P0 — pesquisa e fontes

  • Reutilizar research.md, market-signals.yaml e market-benchmark.yaml sem misturar adequação técnica com popularidade.
  • Priorizar documentação oficial, padrões e fontes primárias.
  • Registrar tecnologias descontinuadas, lock-in, soberania, privacidade e reversibilidade.
  • Incluir alternativas não baseadas em IA.
  • Definir freshness window por domínio e alertas de evidência obsoleta.

P1 — opções e decisão

  • Gerar de 2 a 5 opções compostas com fronteiras, componentes, modelo build/buy/adopt, modelo operacional, custo/complexidade relativos e riscos.
  • Criar matriz de decisão baseada em requisitos discriminantes.
  • Integrar cost-tier-advisor, security-compliance e test-architect à avaliação.
  • Gerar spikes/PoCs para hipóteses críticas.
  • Registrar opção escolhida, rejeitadas, trade-offs aceitos e condições de reavaliação.

P1 — UX e showcase

  • Exibir alternativas, evidências, confiança, decisão e gaps no projeto local.
  • Permitir decisão guiada pelo sky-host, uma escolha por turno.
  • Sanitizar fornecedores, preços, credenciais e dados de cliente no preview público.
  • Mostrar claramente quando a arquitetura foi baseada em hipótese e não em experimento.

P1 — validação e fixtures

  • Fixture que compare build, buy e hybrid.
  • Fixture com alternativa não-IA vencendo uma alternativa de IA.
  • Fixture regulada em modo deep.
  • Testes de idempotência e reexecução com fontes atualizadas.
  • Testes para waiver, fonte ausente, evidência vencida e opção única justificada.

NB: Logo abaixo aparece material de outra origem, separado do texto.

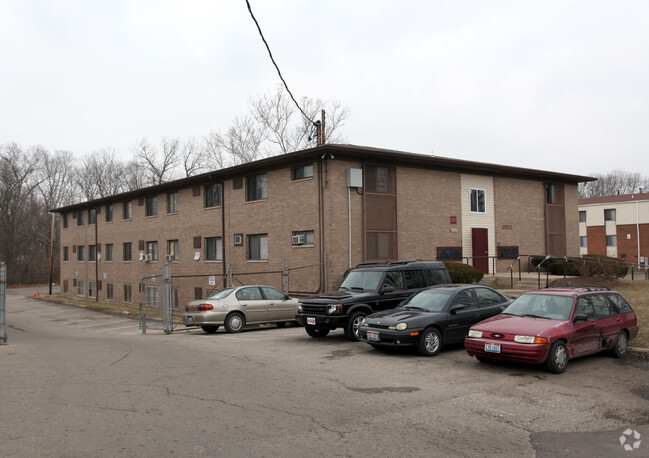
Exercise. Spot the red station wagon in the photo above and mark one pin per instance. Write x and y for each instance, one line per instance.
(554, 325)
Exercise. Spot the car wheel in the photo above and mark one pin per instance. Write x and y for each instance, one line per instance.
(235, 322)
(430, 342)
(351, 329)
(317, 331)
(621, 345)
(557, 361)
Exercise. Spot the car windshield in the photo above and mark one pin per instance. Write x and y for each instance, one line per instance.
(221, 293)
(431, 301)
(541, 306)
(359, 280)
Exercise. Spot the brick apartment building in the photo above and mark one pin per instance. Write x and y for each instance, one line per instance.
(322, 209)
(616, 226)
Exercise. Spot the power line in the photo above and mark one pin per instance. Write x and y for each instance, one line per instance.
(275, 64)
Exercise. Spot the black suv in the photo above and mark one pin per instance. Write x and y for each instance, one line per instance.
(368, 288)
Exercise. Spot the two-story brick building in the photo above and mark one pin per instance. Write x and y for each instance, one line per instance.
(616, 226)
(324, 210)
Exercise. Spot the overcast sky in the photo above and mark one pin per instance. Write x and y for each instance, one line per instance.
(553, 85)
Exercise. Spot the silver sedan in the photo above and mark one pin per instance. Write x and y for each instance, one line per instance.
(236, 307)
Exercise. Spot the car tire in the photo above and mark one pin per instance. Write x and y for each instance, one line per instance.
(557, 361)
(354, 322)
(235, 322)
(430, 342)
(621, 346)
(317, 332)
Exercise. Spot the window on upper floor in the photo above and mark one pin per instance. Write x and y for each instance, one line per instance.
(256, 188)
(477, 198)
(172, 202)
(302, 172)
(212, 195)
(151, 206)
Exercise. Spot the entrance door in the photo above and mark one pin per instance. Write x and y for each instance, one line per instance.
(480, 244)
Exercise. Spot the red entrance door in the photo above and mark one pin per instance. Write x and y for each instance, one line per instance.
(480, 244)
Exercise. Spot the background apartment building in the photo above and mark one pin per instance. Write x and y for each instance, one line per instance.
(616, 226)
(319, 211)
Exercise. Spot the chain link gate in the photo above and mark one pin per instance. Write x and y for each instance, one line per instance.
(156, 296)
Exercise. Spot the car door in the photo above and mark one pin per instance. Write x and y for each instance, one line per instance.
(458, 322)
(279, 308)
(253, 304)
(586, 338)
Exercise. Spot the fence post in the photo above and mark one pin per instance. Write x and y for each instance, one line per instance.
(3, 290)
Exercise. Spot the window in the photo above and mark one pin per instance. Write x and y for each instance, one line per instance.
(257, 247)
(172, 249)
(256, 188)
(477, 197)
(447, 253)
(302, 172)
(151, 208)
(127, 293)
(172, 202)
(109, 252)
(609, 215)
(212, 195)
(302, 238)
(550, 194)
(127, 210)
(152, 250)
(92, 289)
(126, 256)
(213, 249)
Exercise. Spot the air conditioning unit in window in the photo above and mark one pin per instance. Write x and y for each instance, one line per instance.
(299, 239)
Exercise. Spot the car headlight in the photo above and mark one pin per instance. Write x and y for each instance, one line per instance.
(334, 309)
(530, 339)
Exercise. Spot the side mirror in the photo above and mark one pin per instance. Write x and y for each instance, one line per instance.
(580, 318)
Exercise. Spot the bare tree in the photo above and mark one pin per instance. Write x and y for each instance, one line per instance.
(159, 164)
(614, 183)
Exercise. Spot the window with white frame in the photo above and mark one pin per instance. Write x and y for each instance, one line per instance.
(213, 249)
(478, 200)
(257, 247)
(256, 188)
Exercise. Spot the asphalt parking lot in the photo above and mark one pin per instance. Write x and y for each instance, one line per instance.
(77, 382)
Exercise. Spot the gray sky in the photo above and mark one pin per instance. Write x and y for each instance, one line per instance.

P2 — memória e aprendizado

  • Relacionar decisão com ADRs e outcomes.
  • Permitir estado superseded quando contexto ou evidência mudar.
  • Reutilizar aprendizados anteriores sem transformar decisão histórica em recomendação universal.
  • Comparar previsão documental com resultados de spike e produção.

Critérios de aceite do epic

  1. sky plan gera ou valida a pesquisa antes da arquitetura.
  2. A arquitetura não avança sem decisão ou waiver auditável.
  3. O pacote exporta os três artefatos novos.
  4. Toda recomendação possui fonte, contexto, trade-off, confiança e validade.
  5. Pelo menos uma fixture demonstra escolha contextual entre build, buy e hybrid.
  6. Showcase e export para IA apresentam a decisão sem vazar dados sensíveis.
  7. Documentação, roadmap, agentes e catálogo de skills refletem o fluxo novo.

Relação com backlog atual

  • Hub local lê sessões + outputs: necessário para visualizar pesquisa privada e alternativas.
  • Wizard export-para-IA: deve incluir os novos artefatos e checklist de sensibilidade.
  • RFC em prática: mudanças futuras na rubrica/gate devem tramitar por RFC.
  • Modo local/runtime agnóstico: importante para pesquisas com dados confidenciais.
  • MCP/API: futuramente expõe pesquisa, alternativas e decisão como protocolo.
  • Impacto verificado/calibração contínua: outcomes validarão se os modelos recomendados realmente funcionaram.
  • Conexão Git local-first: permite sincronizar decisão, ADRs e spikes no repo da aplicação.